To the editor
Dexmedetomidine (DMED), a highly selective alpha-2 adrenergic agonistic agent, is one of the preferred sedatives due to its outstanding characteristics including sympatholytic, sedative, hypnotic, and analgesic efficacy [
1]. And it can achieve an appropriate level of sedation without respiratory depression. Especially, the efficacy of dexmedetomidine when combined with regional anesthesia includes increasing the quality of regional anesthesia, prolongation of the duration of analgesia, and having an opioid-sparing effect postoperatively [
2].
We have carefully read with great concern the article entitled “Role of dexmedetomidine as adjuvant in postoperative sciatic popliteal and adductor canal analgesia in trauma patients: a randomized controlled trial.” published in The Korean Journal of Pain by Ahuja et al. [
2]. Their results showed that perineurally or intravenously administered dexmedetomidine reduced postoperative tramadol consumption in patients undergoing lower extremity surgery when combined with sciatic popliteal and adductor canal analgesia.

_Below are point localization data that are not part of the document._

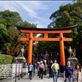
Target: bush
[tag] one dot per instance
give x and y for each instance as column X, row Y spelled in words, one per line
column 5, row 59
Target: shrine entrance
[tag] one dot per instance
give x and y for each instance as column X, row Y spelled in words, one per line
column 30, row 32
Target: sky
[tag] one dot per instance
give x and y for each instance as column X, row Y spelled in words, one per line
column 37, row 12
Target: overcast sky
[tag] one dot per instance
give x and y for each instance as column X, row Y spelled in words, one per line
column 37, row 12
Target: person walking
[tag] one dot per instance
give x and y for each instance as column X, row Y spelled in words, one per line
column 68, row 73
column 41, row 69
column 30, row 70
column 55, row 69
column 49, row 69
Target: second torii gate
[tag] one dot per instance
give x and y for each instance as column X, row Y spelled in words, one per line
column 46, row 32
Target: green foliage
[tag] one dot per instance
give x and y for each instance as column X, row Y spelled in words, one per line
column 67, row 15
column 5, row 59
column 27, row 24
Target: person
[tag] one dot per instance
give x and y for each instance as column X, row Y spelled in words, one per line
column 50, row 70
column 68, row 73
column 55, row 69
column 45, row 67
column 41, row 69
column 30, row 70
column 77, row 73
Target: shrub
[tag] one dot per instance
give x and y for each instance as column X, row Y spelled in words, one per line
column 5, row 59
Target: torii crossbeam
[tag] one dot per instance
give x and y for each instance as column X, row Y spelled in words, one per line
column 45, row 32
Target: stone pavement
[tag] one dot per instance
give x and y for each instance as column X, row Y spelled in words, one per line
column 35, row 79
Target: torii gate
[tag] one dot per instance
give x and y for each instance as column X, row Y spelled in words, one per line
column 31, row 38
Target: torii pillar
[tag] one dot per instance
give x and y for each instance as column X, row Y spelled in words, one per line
column 30, row 44
column 46, row 32
column 62, row 55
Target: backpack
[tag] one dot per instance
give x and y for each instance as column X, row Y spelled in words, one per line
column 56, row 67
column 69, row 70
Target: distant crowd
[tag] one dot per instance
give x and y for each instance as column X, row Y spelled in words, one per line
column 53, row 70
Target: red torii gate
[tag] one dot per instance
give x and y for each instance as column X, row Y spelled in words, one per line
column 31, row 38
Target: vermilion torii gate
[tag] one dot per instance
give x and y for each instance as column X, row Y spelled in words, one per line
column 46, row 32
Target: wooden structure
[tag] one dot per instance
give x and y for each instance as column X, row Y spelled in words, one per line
column 45, row 32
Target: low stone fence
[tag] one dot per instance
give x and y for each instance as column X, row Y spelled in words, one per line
column 5, row 70
column 12, row 70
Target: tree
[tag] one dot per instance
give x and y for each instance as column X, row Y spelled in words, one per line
column 9, row 35
column 69, row 15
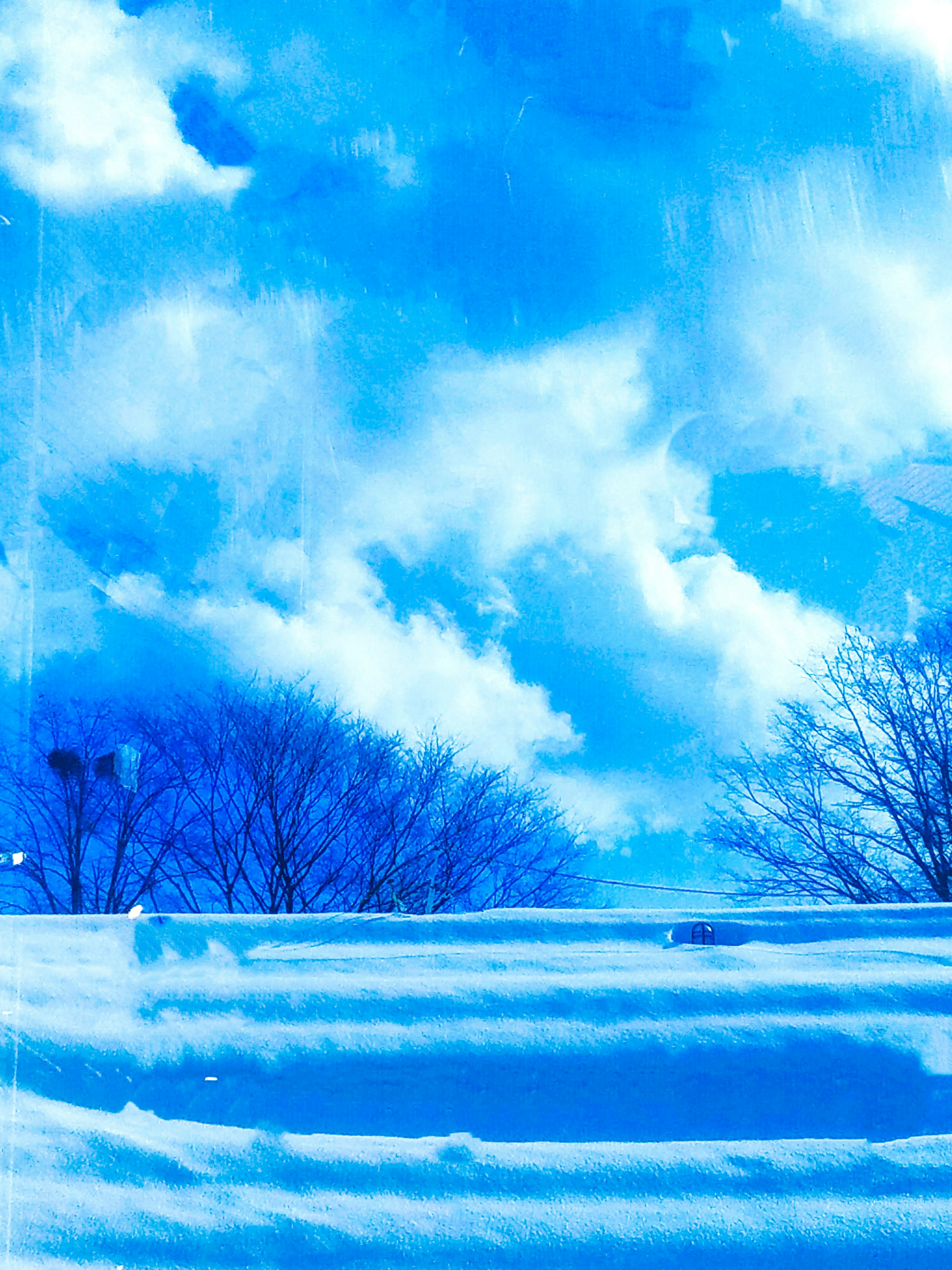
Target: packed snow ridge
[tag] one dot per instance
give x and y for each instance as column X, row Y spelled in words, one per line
column 506, row 1090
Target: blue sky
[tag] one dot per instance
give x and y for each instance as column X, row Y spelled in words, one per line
column 535, row 371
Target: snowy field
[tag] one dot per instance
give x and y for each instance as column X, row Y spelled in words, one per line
column 515, row 1089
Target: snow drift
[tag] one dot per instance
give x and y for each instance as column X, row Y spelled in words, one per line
column 499, row 1090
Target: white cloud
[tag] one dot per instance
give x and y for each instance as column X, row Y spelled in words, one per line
column 409, row 676
column 553, row 454
column 917, row 29
column 557, row 450
column 92, row 123
column 197, row 379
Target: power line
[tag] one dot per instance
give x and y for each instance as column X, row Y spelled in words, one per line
column 645, row 886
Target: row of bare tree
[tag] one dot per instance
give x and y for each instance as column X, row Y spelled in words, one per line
column 267, row 801
column 852, row 801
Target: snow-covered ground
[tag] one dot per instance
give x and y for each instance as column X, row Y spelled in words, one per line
column 513, row 1089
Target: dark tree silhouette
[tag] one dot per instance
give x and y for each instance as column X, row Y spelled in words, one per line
column 291, row 807
column 854, row 802
column 94, row 810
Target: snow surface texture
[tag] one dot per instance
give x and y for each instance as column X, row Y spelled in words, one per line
column 512, row 1089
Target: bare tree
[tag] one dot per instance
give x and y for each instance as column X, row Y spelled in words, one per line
column 448, row 839
column 854, row 802
column 293, row 807
column 94, row 811
column 273, row 783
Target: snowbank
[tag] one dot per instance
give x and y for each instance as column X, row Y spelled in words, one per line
column 511, row 1089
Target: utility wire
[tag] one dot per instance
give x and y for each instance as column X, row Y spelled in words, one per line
column 645, row 886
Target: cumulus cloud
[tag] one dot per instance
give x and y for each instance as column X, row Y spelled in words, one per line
column 557, row 453
column 558, row 449
column 92, row 123
column 922, row 29
column 409, row 676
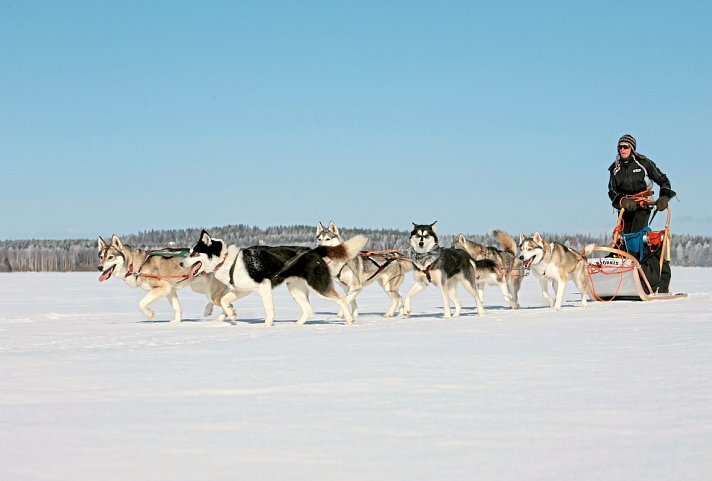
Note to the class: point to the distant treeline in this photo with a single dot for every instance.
(81, 254)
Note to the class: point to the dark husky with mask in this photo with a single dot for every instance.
(443, 266)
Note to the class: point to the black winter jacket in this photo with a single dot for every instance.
(635, 174)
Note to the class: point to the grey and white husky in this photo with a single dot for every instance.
(261, 268)
(551, 261)
(507, 272)
(159, 272)
(443, 266)
(386, 268)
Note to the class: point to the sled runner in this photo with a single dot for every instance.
(636, 266)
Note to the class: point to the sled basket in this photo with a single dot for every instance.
(620, 277)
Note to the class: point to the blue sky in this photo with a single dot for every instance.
(119, 117)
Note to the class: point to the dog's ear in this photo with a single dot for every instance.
(116, 242)
(333, 229)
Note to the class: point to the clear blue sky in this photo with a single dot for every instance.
(117, 117)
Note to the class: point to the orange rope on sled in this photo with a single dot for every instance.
(608, 270)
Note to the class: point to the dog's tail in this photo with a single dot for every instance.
(345, 251)
(506, 241)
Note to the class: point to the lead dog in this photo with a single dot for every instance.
(551, 261)
(261, 268)
(506, 272)
(442, 266)
(362, 270)
(160, 274)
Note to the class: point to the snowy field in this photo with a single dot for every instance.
(93, 391)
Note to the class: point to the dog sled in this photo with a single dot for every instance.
(635, 266)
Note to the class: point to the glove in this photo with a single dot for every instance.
(661, 203)
(628, 204)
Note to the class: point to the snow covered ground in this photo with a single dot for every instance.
(92, 391)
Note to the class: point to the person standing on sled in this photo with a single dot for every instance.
(632, 176)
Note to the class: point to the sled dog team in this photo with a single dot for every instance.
(225, 273)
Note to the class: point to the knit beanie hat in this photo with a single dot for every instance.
(628, 139)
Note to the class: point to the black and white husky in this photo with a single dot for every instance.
(261, 268)
(443, 266)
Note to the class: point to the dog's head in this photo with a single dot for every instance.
(112, 257)
(423, 237)
(328, 237)
(531, 249)
(205, 256)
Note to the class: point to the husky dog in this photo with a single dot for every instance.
(443, 267)
(507, 272)
(388, 269)
(551, 261)
(261, 268)
(160, 273)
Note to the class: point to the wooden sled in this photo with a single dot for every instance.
(616, 274)
(620, 277)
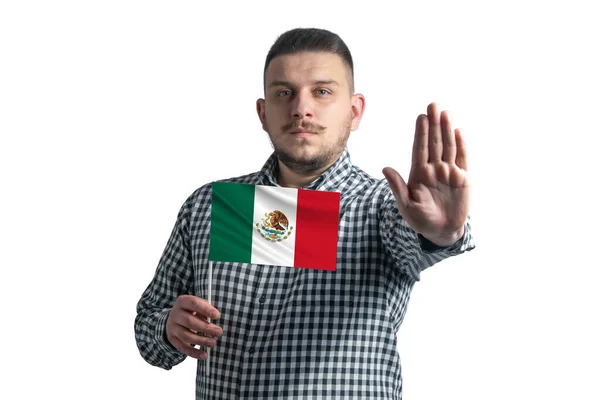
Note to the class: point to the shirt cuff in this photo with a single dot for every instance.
(427, 246)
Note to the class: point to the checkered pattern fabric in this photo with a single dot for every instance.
(293, 333)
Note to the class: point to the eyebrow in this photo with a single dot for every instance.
(317, 82)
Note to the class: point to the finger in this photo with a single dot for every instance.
(436, 145)
(398, 187)
(449, 143)
(420, 147)
(461, 150)
(189, 350)
(188, 337)
(200, 306)
(198, 324)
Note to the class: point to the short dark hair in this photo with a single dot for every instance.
(307, 40)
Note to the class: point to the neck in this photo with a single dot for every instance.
(289, 178)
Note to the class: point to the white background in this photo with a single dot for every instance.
(113, 112)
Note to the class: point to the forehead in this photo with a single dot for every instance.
(306, 67)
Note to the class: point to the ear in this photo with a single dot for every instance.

And they reported that hemodynamic parameters were within the normal physiologic range during the 48 hours of follow-up, even though they didn’t show the raw results. However, in clinical practice, the patients who received intravenous dexmedetomidine often experience hypotension or bradycardia, even postoperatively. As investigated in a few studies, the hemodynamic effects of dexmedetomidine such as hypotension and bradycardia are well known in the perioperative period, as well as in intensive care unit (ICU) settings [
3–
6].
We are working on ways to identify the incidence and risk factors for dexmedetomidine-induced hemodynamic instability in perioperative settings. We conceived that body composition, such as fat percentage to total body weight, is one of the contributing factors, which can affect the volume of distribution of the drug, because dexmedetomidine is a highly lipophilic drug [
7]. Indeed, in the clinical practice, we are often faced with the overdosing of anesthetic drugs with high lipophilicity by dosing based on total body weight, especially in female patients having a high body mass index.
The dosing scheme of dexmedetomidine may be modified in the susceptible populations. Advancing the quality of care and patient safety could be achieved by individualized anesthetic and risk management. Moreover, safety concerns regarding perineural administration of dexmedetomidine, such as neurotoxicity, should be further investigated in future studies.